From: Jim Nasby <decibel@decibel.org>
To: Robert Haas <robertmhaas@gmail.com>
Cc: Tom Lane <tgl@sss.pgh.pa.us>, Greg Sabino Mullane <greg@turnstep.com>, pgsql-hackers@postgresql.org
Date: 2010-04-25T01:51:26Z
Lists: pgsql-hackers
On Apr 24, 2010, at 8:14 PM, Robert Haas wrote:
>> One possibility: rename the existing pg_stats to pg_stats_permanent. Create a global temporary table called pg_stats_temporary. pg_stats becomes a union of the two. I know the backend wouldn't be able to use the view, but hopefully access to statistics goes through a limited set of functions so that teaching them about the two different tables isn't hard.
> 
> Yeah, I don't think that would be too horrible.  Part of me feels like
> you'd want to have the ability to store stats for a global temp table
> in either one of those tables depending on use-case, but I'm also
> reluctant to invent a lot of new syntax for a very limited use case.

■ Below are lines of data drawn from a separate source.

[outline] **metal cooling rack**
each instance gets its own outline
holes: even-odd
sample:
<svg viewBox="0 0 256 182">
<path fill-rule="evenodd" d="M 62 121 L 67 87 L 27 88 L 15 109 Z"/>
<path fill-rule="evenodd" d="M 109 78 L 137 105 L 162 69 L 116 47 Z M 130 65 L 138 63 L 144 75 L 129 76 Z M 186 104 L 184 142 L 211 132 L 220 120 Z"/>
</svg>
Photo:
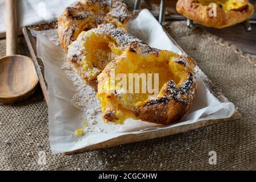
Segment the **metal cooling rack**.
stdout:
<svg viewBox="0 0 256 182">
<path fill-rule="evenodd" d="M 138 10 L 139 9 L 140 5 L 141 5 L 141 0 L 134 0 L 134 10 Z M 188 28 L 192 28 L 194 26 L 194 25 L 197 24 L 197 23 L 193 20 L 185 18 L 184 16 L 182 15 L 168 15 L 168 16 L 165 16 L 165 9 L 166 9 L 166 5 L 165 5 L 165 1 L 166 0 L 160 0 L 160 13 L 159 15 L 154 15 L 155 17 L 156 18 L 158 18 L 159 23 L 163 26 L 164 24 L 164 21 L 166 20 L 187 20 L 187 26 Z M 250 20 L 249 19 L 246 19 L 244 22 L 245 24 L 245 28 L 246 31 L 251 31 L 251 23 L 256 24 L 256 20 Z"/>
</svg>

Yeah, I'm thinking that's very probably overkill. And if we were going to go to that level, I think it would be far more useful to provide an interface to allow manual control over statistics first, so that you can give the optimizer custom information.

>> As for cleanup and storage questions; what about having temp objects live in pgsql_tmp? I'm thinking create a directory under pgsql_tmp for a backend PID the first time it creates a temp object (global or local) and create the files in there. That also means that we don't have to come up with different relfilenodes for each backend.
> 
> That would impose a couple of implementation restrictions that don't
> seem necessary.  One, it would imply ignoring reltablespace.  Two, it
> would prohibit (or at least complicate) allowing a backend to CLUSTER
> or REINDEX its own private copy of the rel.

Well, the same structure could be imposed underneath a temptablespace. I don't think it matters where you ultimately put it, the goal is just to make sure you can definitively tell that a file was a: temporary and b: what PID it belonged to. That allows for safe cleanup.